The trick Dr Chiang and his colleagues used was to suppress the activity of one of the genes in the biochemical pathway that trees employ to make lignin. They did this using so-called “antisense” technology.
Antisense technology depends on the fact that the message carried by a gene is encoded in only one of the two strands of the famous DNA double helix. Because of the precise pairing between the components of the two strands, the other strand carries what can, in essence, be described as an “antimessage”. The message itself is copied into a single-stranded messenger molecule which carries it to the protein-making parts of the cell, where it is translated. But if this messenger meets a single-stranded “antimessenger” before it arrives, the two will pair up. That silences the messenger. Dr Chiang therefore inserted into his aspens a gene that makes antimessengers to the lignin gene in question.
Wood can be improved in other ways, too. When it comes to papermaking, long fibres of cellulose are preferable to short ones. Thomas Moritz, of the Umea Plant Science Centre in Sweden, and his colleagues, have found out how to make hybrid poplars that reflect this industrial preference. In this case they did it by making a gene work overtime, rather than by suppressing its activity. The gene they chose is involved in the synthesis of a hormone called gibberellin and, once again, a side-effect of the alteration was to cause the trees to grow faster.
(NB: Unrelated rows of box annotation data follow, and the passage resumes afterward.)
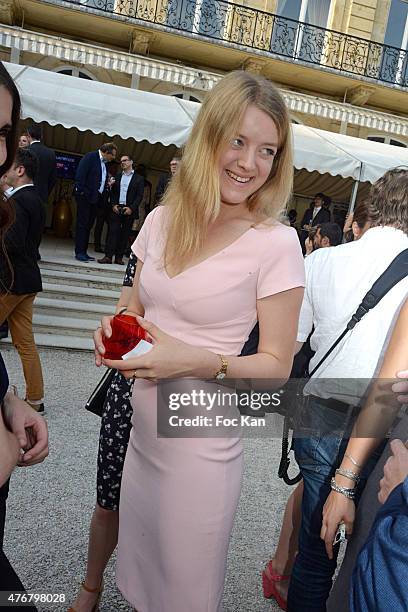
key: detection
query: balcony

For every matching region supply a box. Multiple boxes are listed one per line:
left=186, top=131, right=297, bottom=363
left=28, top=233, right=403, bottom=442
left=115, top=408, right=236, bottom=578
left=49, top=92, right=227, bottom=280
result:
left=43, top=0, right=408, bottom=88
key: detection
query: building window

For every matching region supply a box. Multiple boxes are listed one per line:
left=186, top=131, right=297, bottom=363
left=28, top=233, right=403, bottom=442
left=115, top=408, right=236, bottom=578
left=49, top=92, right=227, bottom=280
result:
left=271, top=0, right=331, bottom=64
left=166, top=0, right=228, bottom=39
left=54, top=66, right=96, bottom=81
left=381, top=0, right=408, bottom=85
left=367, top=136, right=407, bottom=148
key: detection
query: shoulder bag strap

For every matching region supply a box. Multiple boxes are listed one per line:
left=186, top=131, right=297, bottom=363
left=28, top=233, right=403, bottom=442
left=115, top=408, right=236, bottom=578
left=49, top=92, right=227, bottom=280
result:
left=309, top=249, right=408, bottom=377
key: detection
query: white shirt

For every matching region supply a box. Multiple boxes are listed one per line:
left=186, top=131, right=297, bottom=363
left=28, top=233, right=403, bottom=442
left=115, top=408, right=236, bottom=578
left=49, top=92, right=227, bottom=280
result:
left=99, top=151, right=106, bottom=193
left=119, top=170, right=134, bottom=205
left=297, top=227, right=408, bottom=404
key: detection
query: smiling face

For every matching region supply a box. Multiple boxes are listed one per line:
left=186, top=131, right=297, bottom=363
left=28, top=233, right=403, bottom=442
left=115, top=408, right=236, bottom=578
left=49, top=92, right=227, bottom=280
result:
left=0, top=86, right=13, bottom=166
left=219, top=105, right=279, bottom=205
left=18, top=134, right=30, bottom=149
left=120, top=155, right=133, bottom=172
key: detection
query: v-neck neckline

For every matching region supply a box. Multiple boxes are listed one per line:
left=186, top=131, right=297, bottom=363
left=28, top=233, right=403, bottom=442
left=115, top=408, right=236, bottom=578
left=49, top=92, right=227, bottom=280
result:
left=164, top=226, right=254, bottom=280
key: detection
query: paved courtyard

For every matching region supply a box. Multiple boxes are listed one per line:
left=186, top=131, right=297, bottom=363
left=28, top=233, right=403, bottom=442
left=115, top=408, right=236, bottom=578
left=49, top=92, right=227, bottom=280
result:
left=2, top=347, right=291, bottom=612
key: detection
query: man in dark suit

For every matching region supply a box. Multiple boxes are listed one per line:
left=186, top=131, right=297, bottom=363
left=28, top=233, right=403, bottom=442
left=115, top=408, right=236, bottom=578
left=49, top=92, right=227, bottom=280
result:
left=154, top=155, right=181, bottom=206
left=300, top=193, right=331, bottom=254
left=74, top=142, right=117, bottom=262
left=0, top=149, right=45, bottom=412
left=98, top=155, right=144, bottom=265
left=27, top=123, right=57, bottom=205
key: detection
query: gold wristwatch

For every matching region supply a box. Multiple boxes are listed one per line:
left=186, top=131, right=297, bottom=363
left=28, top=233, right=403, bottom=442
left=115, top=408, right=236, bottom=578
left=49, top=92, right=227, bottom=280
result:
left=214, top=355, right=228, bottom=380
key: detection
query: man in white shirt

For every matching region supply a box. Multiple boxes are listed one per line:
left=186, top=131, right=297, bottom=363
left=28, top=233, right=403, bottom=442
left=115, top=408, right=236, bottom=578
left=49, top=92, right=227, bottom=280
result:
left=287, top=169, right=408, bottom=612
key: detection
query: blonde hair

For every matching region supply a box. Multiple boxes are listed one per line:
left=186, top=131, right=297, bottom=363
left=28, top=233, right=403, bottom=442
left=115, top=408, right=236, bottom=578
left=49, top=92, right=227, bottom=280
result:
left=367, top=166, right=408, bottom=234
left=162, top=71, right=293, bottom=271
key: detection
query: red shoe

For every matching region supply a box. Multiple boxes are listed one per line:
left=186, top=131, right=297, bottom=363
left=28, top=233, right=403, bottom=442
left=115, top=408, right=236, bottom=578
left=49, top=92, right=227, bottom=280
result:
left=262, top=561, right=290, bottom=610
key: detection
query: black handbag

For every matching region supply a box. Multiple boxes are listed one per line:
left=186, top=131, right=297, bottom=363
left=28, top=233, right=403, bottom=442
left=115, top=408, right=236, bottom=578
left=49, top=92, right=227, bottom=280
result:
left=85, top=368, right=116, bottom=417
How such genetically modified trees would fit in with the natural environment is, of course, an important question—and it is important for two reasons. The first is political. The row about GM crops shows that people have to be persuaded that such technology will have no harmful effects before they will permit its introduction. But there is also a scientific reason. Trees have complex interactions with other species, some of which are necessary for their healthy growth.
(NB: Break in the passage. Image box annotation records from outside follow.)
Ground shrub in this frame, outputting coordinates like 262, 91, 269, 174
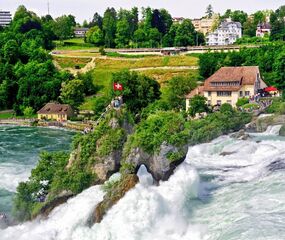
220, 103, 234, 113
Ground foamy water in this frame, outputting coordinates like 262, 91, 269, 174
0, 125, 74, 218
0, 126, 285, 240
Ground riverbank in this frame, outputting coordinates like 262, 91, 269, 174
0, 118, 90, 132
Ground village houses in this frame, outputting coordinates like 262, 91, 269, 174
256, 22, 271, 37
206, 18, 242, 46
37, 103, 74, 122
186, 66, 267, 110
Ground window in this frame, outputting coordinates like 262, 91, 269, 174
217, 91, 232, 97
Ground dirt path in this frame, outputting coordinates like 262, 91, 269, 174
53, 57, 96, 75
130, 66, 199, 71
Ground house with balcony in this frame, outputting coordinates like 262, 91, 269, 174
74, 28, 89, 38
37, 102, 74, 122
206, 19, 242, 46
186, 66, 267, 110
256, 23, 271, 38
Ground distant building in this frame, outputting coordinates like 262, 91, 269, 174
191, 15, 217, 35
172, 17, 184, 24
74, 28, 89, 38
37, 103, 74, 121
160, 47, 181, 56
256, 23, 271, 37
206, 19, 242, 46
186, 66, 266, 110
0, 11, 12, 27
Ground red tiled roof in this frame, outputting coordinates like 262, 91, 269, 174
37, 103, 73, 116
185, 86, 204, 99
204, 66, 259, 91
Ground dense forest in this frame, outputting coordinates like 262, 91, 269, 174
80, 6, 285, 48
0, 6, 95, 114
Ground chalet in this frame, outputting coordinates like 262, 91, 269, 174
186, 66, 267, 110
74, 28, 89, 38
37, 103, 74, 121
206, 19, 242, 46
172, 17, 185, 24
256, 23, 271, 37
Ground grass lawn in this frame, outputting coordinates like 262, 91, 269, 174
0, 113, 15, 119
54, 57, 92, 68
54, 38, 97, 50
67, 56, 197, 110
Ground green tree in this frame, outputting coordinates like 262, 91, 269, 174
189, 95, 209, 117
86, 26, 104, 47
273, 50, 285, 90
115, 19, 131, 48
54, 15, 76, 41
166, 75, 197, 109
103, 8, 117, 48
89, 12, 103, 30
206, 4, 214, 18
112, 70, 161, 113
60, 79, 84, 108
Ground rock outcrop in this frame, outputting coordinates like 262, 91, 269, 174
125, 142, 188, 182
32, 191, 74, 218
230, 129, 250, 140
91, 174, 139, 224
246, 114, 285, 132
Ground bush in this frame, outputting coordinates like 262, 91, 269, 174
236, 97, 249, 107
242, 103, 259, 110
266, 99, 285, 114
220, 103, 234, 113
99, 47, 106, 56
122, 111, 185, 153
92, 96, 111, 119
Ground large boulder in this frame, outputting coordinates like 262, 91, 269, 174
32, 191, 74, 218
246, 114, 285, 132
91, 174, 139, 223
125, 142, 188, 182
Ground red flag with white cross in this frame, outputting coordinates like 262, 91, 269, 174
113, 83, 123, 91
Claire Halpin, of Dundee University in Scotland, and her colleagues have been looking into the question of environmental interactions using hybrid poplars that contain antisense versions of two other genes for enzymes involved in the production of lignin. The trees were grown for four years at two sites in France and England, in order to see how they fitted in with the local environment.
The trees and the bugs
The answer seems to be that they fitted in reasonably well. They grew normally and had normal diplomatic relations with the local insects and soil microbes. They also produced high-quality pulp.
A tree's interactions with soil microbes are often beneficial to it (the microbes provide nutrients) so this is an important result. But insects are frequently hostile, and some researchers are looking for ways to protect trees from them. Lynette Grace of Forest Research in Rotorua, New Zealand, for example, has taken an approach based on introducing the gene for Bacillus thuringiensis (Bt) toxin, a natural insecticide. This gene is already used to produce versions of crops such as cotton that do not require the application of synthetic insecticides. Dr Grace and her colleagues adapted it to the radiata pine, which is plagued by the caterpillars of the painted apple moth.
Genetic modifications based on Bt are environmentally controversial. On the one hand, they reduce the amount of pesticide needed. On the other, there is a fear that the gene might “escape” from crops into wild plants that form the foodstuffs of benign insects. In the case of trees it might not even be necessary for the gene to jump species. GM trees, with immunity to insect pests and faster growth rates than their unmodified competitors, might simply spread by the normal processes of natural selection. That really would be survival of the fittest.